Na noite anterior, eu tinha encontrado uma solução para desatar o nó em que se encontrava a trama do meu livro. Não via a hora de me sentar nesta cadeira para começar a escrever. Iria matar um personagem que se tornara um incomodo. Infelizmente, só na ficção é que é tão simples se livrar de alguém indesejado. Na vida real, é bem mais trabalhoso e arriscado. Meu personagem já tinha cumprido a sua missão, precisava sair de cena. Se ele tivesse um pouco mais de grana, pouparia sua vida, mando-o para uma viagem longa e sem retorno à Europa, como nas novelas. Embora os óculos quebrados fossem os de longe, não precisaria deles para escrever. Porém, não conseguiria pensar mais em outra coisa se não resolvesse aquele perrengue. É que tenho usado óculos quase a vida inteira. Eles caem bem com meu rosto. Acho até que já nasci de óculos, o que deve ter sido muito doloroso para minha pobre e querida mãe. De modo que, tive de rever minhas prioridades. Deixei para cometer o meu crime mais tarde. Fui procurar um par de óculos velho pelos armários da casa. Porém, o único que encontrei me fazia enxergar pior do que estar sem óculos. Como o Dr. Luciano, meu oftalmologista vitalício, só me atenderia na semana seguinte, como fui informado educadamente pela atendente ao telefone, conclui que esperar tanto, estava fora de questão. Peguei o par de óculos velhos e a ultima receita datada de dois anos atrás. O jeito era fazer um arranjo provisório, trocando as lentes da armação velha utilizando a receita antiga. Um par de lentes novas, embora desatualizado, não sairia por mais que um BigMac com fritas, calculei.

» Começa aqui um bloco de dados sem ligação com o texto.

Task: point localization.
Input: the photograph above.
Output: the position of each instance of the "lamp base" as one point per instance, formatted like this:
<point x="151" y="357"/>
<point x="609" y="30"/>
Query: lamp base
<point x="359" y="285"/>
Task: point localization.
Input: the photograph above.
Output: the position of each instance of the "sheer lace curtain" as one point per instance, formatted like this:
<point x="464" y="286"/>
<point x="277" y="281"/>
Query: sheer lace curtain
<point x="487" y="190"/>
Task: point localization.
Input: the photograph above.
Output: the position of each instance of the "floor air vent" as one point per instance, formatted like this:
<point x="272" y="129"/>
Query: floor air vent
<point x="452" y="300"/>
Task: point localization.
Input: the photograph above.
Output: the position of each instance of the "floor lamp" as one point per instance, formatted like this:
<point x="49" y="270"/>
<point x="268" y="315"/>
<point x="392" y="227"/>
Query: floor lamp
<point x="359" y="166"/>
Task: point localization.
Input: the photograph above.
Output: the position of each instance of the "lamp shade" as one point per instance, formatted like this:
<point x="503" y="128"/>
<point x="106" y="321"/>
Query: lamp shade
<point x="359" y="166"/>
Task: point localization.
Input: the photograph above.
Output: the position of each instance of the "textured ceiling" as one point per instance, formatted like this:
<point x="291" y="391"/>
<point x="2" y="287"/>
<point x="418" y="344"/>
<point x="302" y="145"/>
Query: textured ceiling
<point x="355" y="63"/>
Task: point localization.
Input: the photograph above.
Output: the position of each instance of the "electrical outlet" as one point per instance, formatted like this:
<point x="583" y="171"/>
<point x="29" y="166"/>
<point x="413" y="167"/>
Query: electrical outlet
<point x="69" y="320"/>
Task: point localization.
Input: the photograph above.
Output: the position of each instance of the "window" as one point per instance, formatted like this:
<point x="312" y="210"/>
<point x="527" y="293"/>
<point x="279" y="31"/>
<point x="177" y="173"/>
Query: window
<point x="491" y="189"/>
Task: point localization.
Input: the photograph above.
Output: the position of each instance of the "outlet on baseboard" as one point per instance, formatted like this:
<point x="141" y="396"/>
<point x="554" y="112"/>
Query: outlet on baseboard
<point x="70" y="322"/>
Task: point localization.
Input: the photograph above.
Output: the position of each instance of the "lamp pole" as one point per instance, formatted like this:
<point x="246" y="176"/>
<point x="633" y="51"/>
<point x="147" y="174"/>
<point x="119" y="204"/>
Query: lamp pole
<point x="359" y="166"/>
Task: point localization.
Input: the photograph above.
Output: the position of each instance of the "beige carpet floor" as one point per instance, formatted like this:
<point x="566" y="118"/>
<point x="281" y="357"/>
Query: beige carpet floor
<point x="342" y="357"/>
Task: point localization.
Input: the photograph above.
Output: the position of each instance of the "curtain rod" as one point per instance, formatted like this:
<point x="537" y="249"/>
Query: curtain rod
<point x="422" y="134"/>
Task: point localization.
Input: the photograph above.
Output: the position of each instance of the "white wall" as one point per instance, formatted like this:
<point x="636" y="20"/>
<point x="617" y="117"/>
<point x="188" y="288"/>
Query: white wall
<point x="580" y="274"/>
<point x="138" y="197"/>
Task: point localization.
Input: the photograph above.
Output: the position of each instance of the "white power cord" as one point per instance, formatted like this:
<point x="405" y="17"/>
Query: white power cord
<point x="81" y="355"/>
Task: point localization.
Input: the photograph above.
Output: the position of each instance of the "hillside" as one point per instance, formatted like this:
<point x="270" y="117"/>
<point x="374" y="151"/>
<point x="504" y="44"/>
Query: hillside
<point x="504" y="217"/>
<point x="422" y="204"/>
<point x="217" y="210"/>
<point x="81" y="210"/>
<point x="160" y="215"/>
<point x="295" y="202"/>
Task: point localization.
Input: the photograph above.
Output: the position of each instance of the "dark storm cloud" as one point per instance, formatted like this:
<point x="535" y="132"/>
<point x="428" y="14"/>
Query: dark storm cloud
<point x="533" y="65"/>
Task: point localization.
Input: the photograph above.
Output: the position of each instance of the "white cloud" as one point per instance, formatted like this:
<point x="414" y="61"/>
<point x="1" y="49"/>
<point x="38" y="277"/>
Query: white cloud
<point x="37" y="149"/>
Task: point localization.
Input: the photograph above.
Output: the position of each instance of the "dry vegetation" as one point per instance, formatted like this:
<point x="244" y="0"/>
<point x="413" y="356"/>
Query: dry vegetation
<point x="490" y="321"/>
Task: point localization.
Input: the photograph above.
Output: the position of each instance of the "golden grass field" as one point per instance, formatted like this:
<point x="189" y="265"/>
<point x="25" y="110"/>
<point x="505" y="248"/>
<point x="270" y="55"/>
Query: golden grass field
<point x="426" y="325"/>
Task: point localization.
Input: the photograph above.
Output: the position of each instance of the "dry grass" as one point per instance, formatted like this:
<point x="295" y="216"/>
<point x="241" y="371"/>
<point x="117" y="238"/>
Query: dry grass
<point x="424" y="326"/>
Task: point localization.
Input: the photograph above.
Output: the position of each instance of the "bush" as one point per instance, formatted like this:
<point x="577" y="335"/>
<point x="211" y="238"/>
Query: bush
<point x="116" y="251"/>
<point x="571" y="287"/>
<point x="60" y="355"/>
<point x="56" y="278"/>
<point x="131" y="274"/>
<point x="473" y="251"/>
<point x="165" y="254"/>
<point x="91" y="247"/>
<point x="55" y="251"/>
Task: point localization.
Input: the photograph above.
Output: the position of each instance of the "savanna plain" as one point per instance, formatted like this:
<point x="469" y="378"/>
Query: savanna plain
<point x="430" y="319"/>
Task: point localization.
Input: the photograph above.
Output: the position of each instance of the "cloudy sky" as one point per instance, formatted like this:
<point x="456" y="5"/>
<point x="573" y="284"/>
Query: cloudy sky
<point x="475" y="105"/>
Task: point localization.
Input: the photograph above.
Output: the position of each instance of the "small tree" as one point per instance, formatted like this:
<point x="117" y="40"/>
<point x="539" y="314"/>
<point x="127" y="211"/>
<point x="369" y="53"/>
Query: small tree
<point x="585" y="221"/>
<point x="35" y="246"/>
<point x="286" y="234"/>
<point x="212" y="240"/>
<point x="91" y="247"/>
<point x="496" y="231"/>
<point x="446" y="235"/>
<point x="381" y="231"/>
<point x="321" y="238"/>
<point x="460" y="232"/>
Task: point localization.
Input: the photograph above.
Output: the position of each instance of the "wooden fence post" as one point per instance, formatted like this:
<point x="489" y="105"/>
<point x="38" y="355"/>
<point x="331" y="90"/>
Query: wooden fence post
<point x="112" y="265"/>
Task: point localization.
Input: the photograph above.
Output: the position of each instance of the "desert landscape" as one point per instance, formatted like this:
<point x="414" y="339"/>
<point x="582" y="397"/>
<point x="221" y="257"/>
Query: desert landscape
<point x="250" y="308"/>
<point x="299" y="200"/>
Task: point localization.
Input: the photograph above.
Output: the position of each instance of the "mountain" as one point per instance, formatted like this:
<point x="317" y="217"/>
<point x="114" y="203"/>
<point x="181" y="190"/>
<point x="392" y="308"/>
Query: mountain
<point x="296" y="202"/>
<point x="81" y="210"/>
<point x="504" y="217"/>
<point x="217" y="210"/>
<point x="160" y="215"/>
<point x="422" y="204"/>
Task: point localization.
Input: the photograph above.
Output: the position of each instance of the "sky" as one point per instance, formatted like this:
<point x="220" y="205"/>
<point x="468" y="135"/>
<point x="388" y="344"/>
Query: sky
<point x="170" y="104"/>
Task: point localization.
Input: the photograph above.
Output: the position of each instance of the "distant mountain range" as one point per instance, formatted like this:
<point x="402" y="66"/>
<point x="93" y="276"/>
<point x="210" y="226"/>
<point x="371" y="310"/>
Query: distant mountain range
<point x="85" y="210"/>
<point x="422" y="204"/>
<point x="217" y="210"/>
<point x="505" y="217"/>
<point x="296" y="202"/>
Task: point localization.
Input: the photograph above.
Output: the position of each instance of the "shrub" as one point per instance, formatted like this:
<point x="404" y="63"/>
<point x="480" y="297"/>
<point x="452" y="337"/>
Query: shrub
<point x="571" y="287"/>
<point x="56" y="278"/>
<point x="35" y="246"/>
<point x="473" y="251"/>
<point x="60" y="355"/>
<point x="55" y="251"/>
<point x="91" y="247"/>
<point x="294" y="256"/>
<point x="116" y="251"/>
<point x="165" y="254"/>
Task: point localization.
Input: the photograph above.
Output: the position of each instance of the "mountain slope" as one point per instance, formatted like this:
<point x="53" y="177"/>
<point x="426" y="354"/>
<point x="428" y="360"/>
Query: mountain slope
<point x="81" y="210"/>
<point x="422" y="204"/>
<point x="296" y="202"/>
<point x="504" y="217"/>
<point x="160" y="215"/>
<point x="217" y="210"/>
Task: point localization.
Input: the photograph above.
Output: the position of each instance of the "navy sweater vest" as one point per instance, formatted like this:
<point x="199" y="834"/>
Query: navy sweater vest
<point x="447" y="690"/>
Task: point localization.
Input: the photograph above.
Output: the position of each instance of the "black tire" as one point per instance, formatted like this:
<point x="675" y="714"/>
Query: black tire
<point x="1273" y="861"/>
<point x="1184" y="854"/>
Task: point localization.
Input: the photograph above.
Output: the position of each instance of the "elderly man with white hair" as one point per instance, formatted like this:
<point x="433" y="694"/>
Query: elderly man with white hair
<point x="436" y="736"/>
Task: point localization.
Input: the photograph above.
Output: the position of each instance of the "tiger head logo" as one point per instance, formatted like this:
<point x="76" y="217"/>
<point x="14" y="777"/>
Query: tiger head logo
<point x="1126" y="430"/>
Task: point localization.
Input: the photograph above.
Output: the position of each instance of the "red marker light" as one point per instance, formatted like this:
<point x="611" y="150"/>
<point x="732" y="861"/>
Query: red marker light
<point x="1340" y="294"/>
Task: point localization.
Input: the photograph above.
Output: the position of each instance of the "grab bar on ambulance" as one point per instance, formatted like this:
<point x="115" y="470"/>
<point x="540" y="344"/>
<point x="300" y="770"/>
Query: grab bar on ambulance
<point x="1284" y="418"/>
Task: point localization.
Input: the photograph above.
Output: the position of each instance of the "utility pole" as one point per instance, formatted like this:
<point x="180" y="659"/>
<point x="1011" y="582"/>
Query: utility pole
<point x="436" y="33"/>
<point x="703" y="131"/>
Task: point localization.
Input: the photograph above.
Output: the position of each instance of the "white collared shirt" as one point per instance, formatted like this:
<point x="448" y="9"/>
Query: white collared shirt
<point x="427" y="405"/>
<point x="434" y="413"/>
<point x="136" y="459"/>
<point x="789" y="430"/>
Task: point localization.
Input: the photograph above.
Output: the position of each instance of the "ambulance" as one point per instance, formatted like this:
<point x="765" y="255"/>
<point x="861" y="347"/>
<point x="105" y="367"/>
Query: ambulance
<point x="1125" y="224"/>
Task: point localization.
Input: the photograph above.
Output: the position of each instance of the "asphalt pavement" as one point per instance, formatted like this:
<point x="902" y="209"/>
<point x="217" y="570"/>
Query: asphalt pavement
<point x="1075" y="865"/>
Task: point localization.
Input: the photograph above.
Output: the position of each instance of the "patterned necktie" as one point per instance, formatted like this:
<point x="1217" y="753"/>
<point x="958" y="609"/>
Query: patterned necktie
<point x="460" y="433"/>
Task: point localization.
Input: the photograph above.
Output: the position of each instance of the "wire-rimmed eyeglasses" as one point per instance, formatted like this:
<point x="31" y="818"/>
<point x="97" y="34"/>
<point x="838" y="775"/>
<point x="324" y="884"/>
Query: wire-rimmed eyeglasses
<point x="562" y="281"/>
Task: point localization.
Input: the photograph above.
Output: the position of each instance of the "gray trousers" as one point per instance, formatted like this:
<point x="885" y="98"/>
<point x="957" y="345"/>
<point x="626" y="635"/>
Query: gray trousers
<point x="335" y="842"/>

Calcei os meus chinelos e fui até uma das duas óticas aqui do bairro. A vendedora da primeira loja foi muito solicita. Contei-lhe o meu drama e minha urgência. Enfrentaríamos uma crise pior que a do Senado, caso eu não tivesse meus óculos logo, tentei impressioná-la, embora ela parecesse não ter a menor idéia do que eu falava. Feliz de quem é desinformado. Porém, ela tinha o cacoete de vendedora. Quis me empurrar uma armação nova, pois, como me explicou didaticamente, aquela velha que eu levara comigo corria o sério risco de partir ao ser manipulada no laboratório. Resolvi arriscar, afinal, duas armações partidas na mesma semana, seria muito azar! Não se preocupe, prefiro correr o risco, já ouvi a mesma estória antes e nunca nada aconteceu, disse à vendedora. Mas ela estava disposta a impedir que seu patrão ganhasse nem que fosse um único tostão naquela ensolarada manhã. Sua receita já perdeu a validade, insistiu. Nunca ouvi aquilo. Não quis argumentar. Resolvi não perder tempo ali e fui para a outra ótica.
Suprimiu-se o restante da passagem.